Synonym-optimizer NPM

synonym-optimizer

Gives a score to a string depending on the variety of the synonyms used.

For instance, let's compare The coffee is good. I love that coffee with The coffee is good. I love that bewerage. The second alternative is better because a synonym is used for coffee. This module will give a better score to the second alternative.

The lowest score the better.

Fully supported languages are French German English Italian and Spanish.

What it does / How it works:

single words are extracted thanks to a tokenizer wink-tokenizer
words are lowercased
stopwords are removed
- for fully supported languages, a default stopwords list is included, which you can customize
- for all other languages, no default list is included, but you can provide a custom stop words lists
for fully supported languages, words are stemmed using snowball-stemmer (for all other languages: no stemming)
when the same word appears multiples times, it raises the score depending on the distance of the two occurrences (if the occurrences are closes it raises the score a lot)

Designed primarly to test the output of a NLG (Natural Language Generation) system.

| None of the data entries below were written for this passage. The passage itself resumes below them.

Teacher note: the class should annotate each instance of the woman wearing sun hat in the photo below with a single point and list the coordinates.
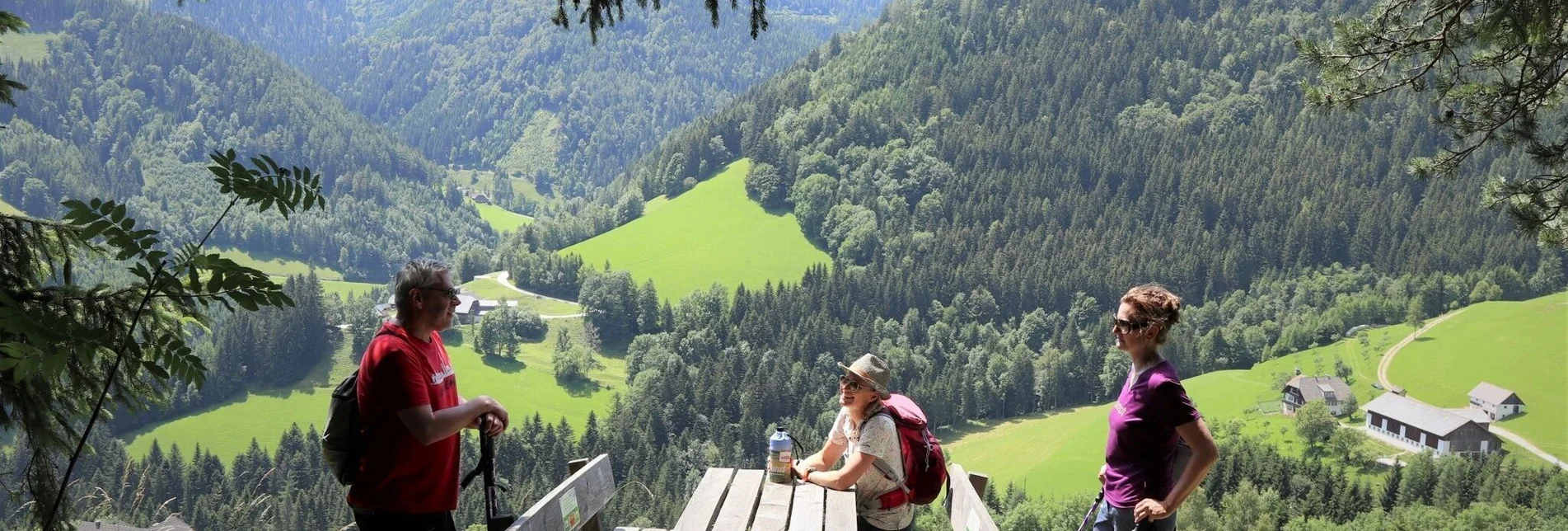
(869, 442)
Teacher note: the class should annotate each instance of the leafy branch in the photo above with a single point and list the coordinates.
(1496, 69)
(54, 331)
(604, 13)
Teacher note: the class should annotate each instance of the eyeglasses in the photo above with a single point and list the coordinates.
(852, 383)
(452, 293)
(1130, 326)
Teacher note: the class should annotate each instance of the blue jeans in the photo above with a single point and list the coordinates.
(1118, 519)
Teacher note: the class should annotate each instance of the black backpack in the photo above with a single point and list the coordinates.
(342, 445)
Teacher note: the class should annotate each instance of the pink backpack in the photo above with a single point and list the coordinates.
(924, 467)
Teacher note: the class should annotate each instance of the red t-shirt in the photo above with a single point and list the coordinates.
(397, 473)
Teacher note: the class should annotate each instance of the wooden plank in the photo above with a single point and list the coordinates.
(573, 467)
(840, 511)
(703, 505)
(807, 515)
(741, 501)
(590, 489)
(968, 510)
(774, 510)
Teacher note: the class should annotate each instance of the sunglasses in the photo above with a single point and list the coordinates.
(852, 383)
(452, 293)
(1131, 326)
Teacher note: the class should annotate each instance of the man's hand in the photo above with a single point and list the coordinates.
(1151, 510)
(494, 412)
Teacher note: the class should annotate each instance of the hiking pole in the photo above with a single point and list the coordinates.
(1093, 510)
(486, 467)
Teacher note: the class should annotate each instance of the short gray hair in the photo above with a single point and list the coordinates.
(420, 272)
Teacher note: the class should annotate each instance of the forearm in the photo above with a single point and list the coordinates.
(836, 480)
(814, 461)
(1196, 468)
(449, 421)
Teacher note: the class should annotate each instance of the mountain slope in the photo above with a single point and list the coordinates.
(1048, 148)
(129, 102)
(494, 83)
(709, 234)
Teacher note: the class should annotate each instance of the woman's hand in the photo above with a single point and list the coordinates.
(1151, 510)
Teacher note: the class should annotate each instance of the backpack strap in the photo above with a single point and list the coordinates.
(372, 426)
(901, 494)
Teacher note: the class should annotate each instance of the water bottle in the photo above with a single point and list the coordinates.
(781, 456)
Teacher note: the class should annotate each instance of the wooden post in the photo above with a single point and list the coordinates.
(571, 468)
(979, 481)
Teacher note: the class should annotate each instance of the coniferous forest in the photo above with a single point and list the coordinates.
(986, 176)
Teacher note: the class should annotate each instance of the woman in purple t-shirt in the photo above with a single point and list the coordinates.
(1145, 421)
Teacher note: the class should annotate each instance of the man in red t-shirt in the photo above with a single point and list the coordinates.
(408, 399)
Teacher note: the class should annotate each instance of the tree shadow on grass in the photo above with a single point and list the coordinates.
(503, 364)
(615, 349)
(579, 387)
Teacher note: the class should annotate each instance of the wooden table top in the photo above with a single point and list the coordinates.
(739, 500)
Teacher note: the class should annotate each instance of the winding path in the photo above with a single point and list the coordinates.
(505, 280)
(1512, 437)
(1388, 357)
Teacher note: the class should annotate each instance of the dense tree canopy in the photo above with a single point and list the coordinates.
(1498, 71)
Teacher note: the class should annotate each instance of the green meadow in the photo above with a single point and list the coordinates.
(26, 46)
(274, 266)
(501, 219)
(484, 181)
(342, 288)
(524, 385)
(1521, 346)
(279, 269)
(488, 288)
(1065, 448)
(708, 234)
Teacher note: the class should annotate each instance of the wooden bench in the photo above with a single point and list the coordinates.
(737, 500)
(576, 503)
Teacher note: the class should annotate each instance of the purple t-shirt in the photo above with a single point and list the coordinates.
(1142, 444)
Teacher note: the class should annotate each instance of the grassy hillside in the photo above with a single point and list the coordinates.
(524, 385)
(342, 288)
(501, 219)
(1066, 448)
(278, 266)
(1521, 346)
(709, 234)
(484, 181)
(486, 288)
(26, 46)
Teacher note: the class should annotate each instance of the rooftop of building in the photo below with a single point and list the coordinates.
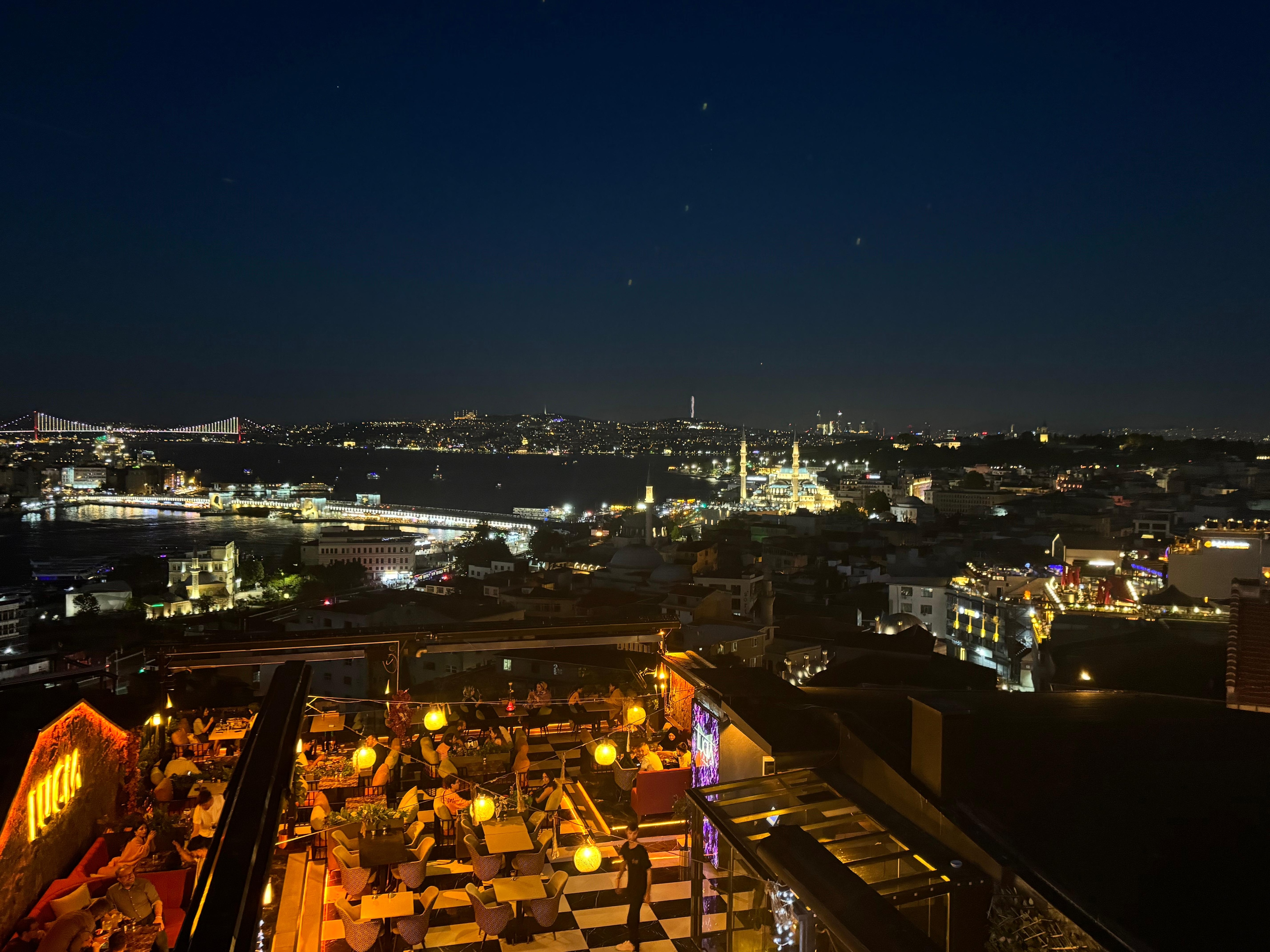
(1121, 805)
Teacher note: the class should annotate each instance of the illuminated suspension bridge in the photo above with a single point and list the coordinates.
(45, 424)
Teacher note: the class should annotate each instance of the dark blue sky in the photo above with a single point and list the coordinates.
(959, 214)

The stemmer is not perfect. For instance in Italian, cameriere and cameriera have the same stem (camerier), while camerieri and cameriera have a different one (camer and camerier).

Installation

npm install synonym-optimizer

Usage

var synOptimizer = require('synonym-optimizer');

alts = [
  'The coffee is good. I love that coffee.',
  'The coffee is good. I love that bewerage.'
]

/*
The coffee is good. I love that coffee.: 0.5
The coffee is good. I love that bewerage.: 0
*/
alts.forEach((alt) => {
  let score = synOptimizer.scoreAlternative('en_US', alt, null, null, null, null);
  console.log(`${alt}: ${score}`);
});

The main function is scoreAlternative. It takes a string and returns its score. Arguments are:

lang (string, mandatory): the language.
- fully supported languages are fr_FR, en_US, de_DE, it_IT and es_ES
- with any other language (for instance Dutch nl_NL) stemming is disabled and stopwords are not removed
alternative (string, mandatory): the string to score
stopWordsToAdd (string[], optional): list of stopwords to add to the standard stopwords list
stopWordsToRemove (string[], optional): list of stopwords to remove to the standard stopwords list
stopWordsOverride (string[], optional): replaces the standard stopword list
identicals (string, optional): list of words that should be considered as beeing identical, for instance [ ['phone', 'cellphone', 'smartphone'] ].

You can also use the getBest function. Most arguments are exactly the same, but instead of alternative, use alternatives (string[]). The output number will not be the score, but simply the index of the best alternative.

The tokenizer is wink-tokenizer, it does works with many languages (English, French, German, Hindi, Sanskrit, Marathi etc.) but not asian languages. Therefore the module will not work properly with Japanese, Chinese etc.